I was recently spinning up a new marketing automation platform for a client and here are some tips.
1. Start with a good free HTML email signature generator
There may be an HTML email signature generator provided by your email marketing or marketing automation platform, so use that if there’s one available. I’m currently using Salesforce Account Engagement (formerly known as Pardot — I will refer to it as Pardot for the remainder of this post). Sadly, Pardot does not have an HTML signature generator, so I just googled “free HTML signature generator” and chose one I trusted. I chose the excellent HubSpot Email Signature Template generator because I figured HubSpot is reputable and they already have my marketing information so entering my info into their tool will have zero impact on the volume of marketing messages I already get in my inbox.

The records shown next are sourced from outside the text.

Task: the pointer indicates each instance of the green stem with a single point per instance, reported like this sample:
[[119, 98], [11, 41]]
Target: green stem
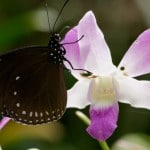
[[86, 120]]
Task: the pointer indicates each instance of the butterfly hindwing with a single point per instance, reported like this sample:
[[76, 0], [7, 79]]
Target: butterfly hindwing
[[33, 89]]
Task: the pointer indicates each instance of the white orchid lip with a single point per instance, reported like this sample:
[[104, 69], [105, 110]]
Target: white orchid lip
[[103, 91]]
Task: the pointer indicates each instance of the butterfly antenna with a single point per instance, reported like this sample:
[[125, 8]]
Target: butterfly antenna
[[46, 7], [60, 12]]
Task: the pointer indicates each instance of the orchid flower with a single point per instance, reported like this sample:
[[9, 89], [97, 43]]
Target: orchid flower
[[108, 84]]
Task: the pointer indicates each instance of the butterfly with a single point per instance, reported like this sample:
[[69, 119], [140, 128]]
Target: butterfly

The HubSpot tool is form-based and it quickly ingests your contact details and accepts your links for graphics (head shot, company logo, etc.). It offers you several attractive layout templates to choose from. Within a few minutes it spits out your professional looking template including the code you can copy/paste into your marketing solution. HubSpot even emails you a link to the code.
2. Paste the code into your Marketing Automation solution
Most Marketing Automation solutions (including Pardot) let you define a signature file for each user. That way when you send emails “from” the sales team members, their email signature can be easily inserted at the end of each email as a merge field. In Pardot, under Admin / User Management, you are able to specify the signature for each user.

3. Pro Tip: clean up the HTML code
The problem with using a free HTML generator is the code it generates can be a little junky. And junky code in your emails can cause problems including poor/slow deliverability, triggering spam filters, and slow load times. Here are some examples of how I cleaned up the code:
- Add your corporate fonts to the style tags of the HTML code. Otherwise you will be stuck with some boring standard font that doesn’t match the font in the body of your email.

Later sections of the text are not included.